Никогда не осмеливался я коснуться чего-либо в твоих сочинениях. С меня довольно оправдывать свое, но чужого не осуждать. Впрочем, мудрость твоя прекрасно знает, что всякий богат собственным смыслом и что детскому только тщеславию свойственно (как это имели обычай когда-то делать мальчишки), – искать славы, порицая мужей знаменитых. Я не так глуп, чтобы считать за оскорбление себе, если ты не сходишься со мною в образе понимания; да и ты не оскорбишься за противоположность наших мыслей. Но то будет действительною ссорою между друзьями, если, не обращая внимания на свою суму, станем, по Персею[130], заглядывать в чужой чемодан. Поэтому люби того, кто тебя любит, и будучи юношею, не вызывай старика на поле писаний. Мы имели свое время, и мерялись в беге, сколько могли; теперь бежать и оставлять за собою большие пространства тебе, а нам должен быть дан покой. Да, кстати (сказать с твоего позволения и не в обиду твоей чести), чтобы не показалось, будто ты только предлагаешь мне нечто из поэтов, припомни Дареса и Ентеллия[131], и народную поговорку, что усталый бык тверже ступает ногою. С грустью диктовали мы это; о, если бы мы удостоились твоих объятий и имели возможность при взаимном собеседовании или научить чему-либо друг друга, или научиться!
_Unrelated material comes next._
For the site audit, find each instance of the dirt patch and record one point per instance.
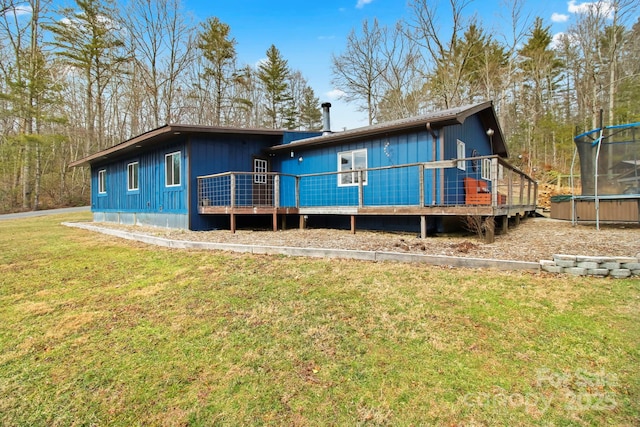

Кальпурний, по прозванию шерстобой[132], прислал мне, с обычным безрассудством, свои проклятия, которые, как узнал я, благодаря старанию его, дошли и до Африки. Я отчасти отвечал на них коротко, и послал вам экземпляры этого сочиненьица: более полное сочинение я намерен послать вам при первом благоприятном случае. Я опасался при этом нарушить в чем бы то ни было правила христианского взаимного уважения, а желал только опровергнуть ложь и бред сумасброда и невежды. Не забывай меня, святой и достопочтенный папа. Смотри, до какой степени люблю я тебя, если решился отвечать тебе, не будучи вызван на это тобою, и не верю, чтобы твоим было то, что я сильно порицал бы в другом. Общий брат наш смиренно приветствует тебя.
84. Письмо к Августину
Господину поистине святому, и блаженнейшему папе Августину Иероним во Христе желает здравия.
В прошлом году, отвечая с поспешностью на приветствие, я послал чести твоей письмо через брата нашего Астерия иподьякона, которое, думаю, доставлено тебе. Теперь же через святого брата моего Президия дьякона прошу тебя, прежде всего, вспомнить обо мне, потом – принять в свое благорасположение подателя письма, – считать его за самого родного мне, помочь ему, в чем ни окажется нужда, и дать ему пропитание. Не потому прошу об этом, чтобы он, при помощи Христовой, имел в чем-либо нужду; но потому, что он с величайшим нетерпением жаждет общения имуществ[133] и соединение их сочтет величайшим для себя одолжением. А зачем он отплыл на запад, можешь узнать из его собственного рассказа.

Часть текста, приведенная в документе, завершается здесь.